So every heavy weight boxer other than the heavy weight champion of the world is a "failure," and boxing itself is a "failure"?
 
By that standard any training is necessarily limited at best.
Disagree. It depends on the training. The Fairbairn-Sykes method taught to the OSS and the SOE is devastating. In a few weeks training, small people have learned to kill with their bare hands. They can do things traditional martial artists can't do after decades of training. Miller's "Meditations on Violence" explains why this is in detail.
 
Disagree. It depends on the training. The Fairbairn-Sykes method taught to the OSS and the SOE is devastating. In a few weeks training, small people have learned to kill with their bare hands. They can do things traditional martial artists can't do after decades of training. Miller's "Meditations on Violence" explains why this is in detail.
No offense, but you are starting to sound more and more like a comic book boy.
 
So every heavy weight boxer other than the heavy weight champion of the world is a "failure," and boxing itself is a "failure"?
This is a big myth martial artists have. You are talking about sport contest fighting. That is a whole different deal. Those guys have to train for years and are superb athletes. They can go 12 rounds with other superb athletes. They are all amazing.

I am talking about street defense. Fights only last seconds. Outcomes can mean life or death. There is one winner and one loser. The loser has failed. How do you see it any other way?
 
But in certain arts you'll realize that by sparring with your peers. If you're capable of slipping, dodging, and knocking out a trained fighter/boxer, you should have an advantage against some untrained clown trying to punch you in the face.
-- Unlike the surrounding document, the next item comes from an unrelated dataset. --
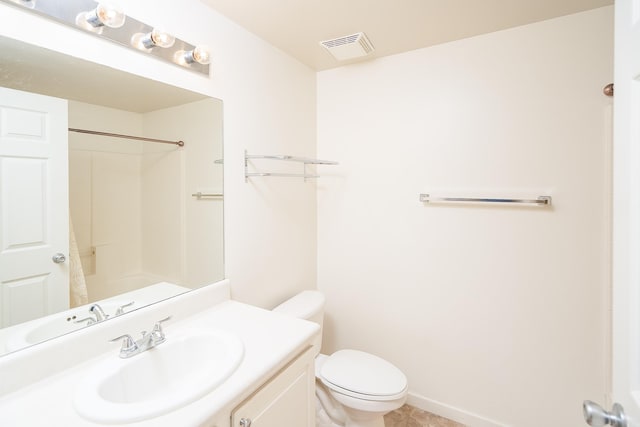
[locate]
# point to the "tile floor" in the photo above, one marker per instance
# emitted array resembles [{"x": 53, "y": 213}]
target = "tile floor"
[{"x": 408, "y": 416}]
With all due respect, I would present a counter point to that. Those references I cited, of people who train people who have to deal with violence professionally, all seem to agree your greatest threat is a vicious criminal who has never spent any time training in martial arts. Their dojo has been the street. Their only "promotion" is surviving. They have not studied fighting, They have studied killing and maiming. They will not fight you. They will just hurt you.
 
One would hope, and most of the time so, but no guarantees.

If your goal is to be a superhuman that is incapable of being hurt or killed, you're living in a fantasy world. In the real world, a martial art can only give you an edge if you've applied it to a variety of opponents in an atmosphere of full pressure and contact.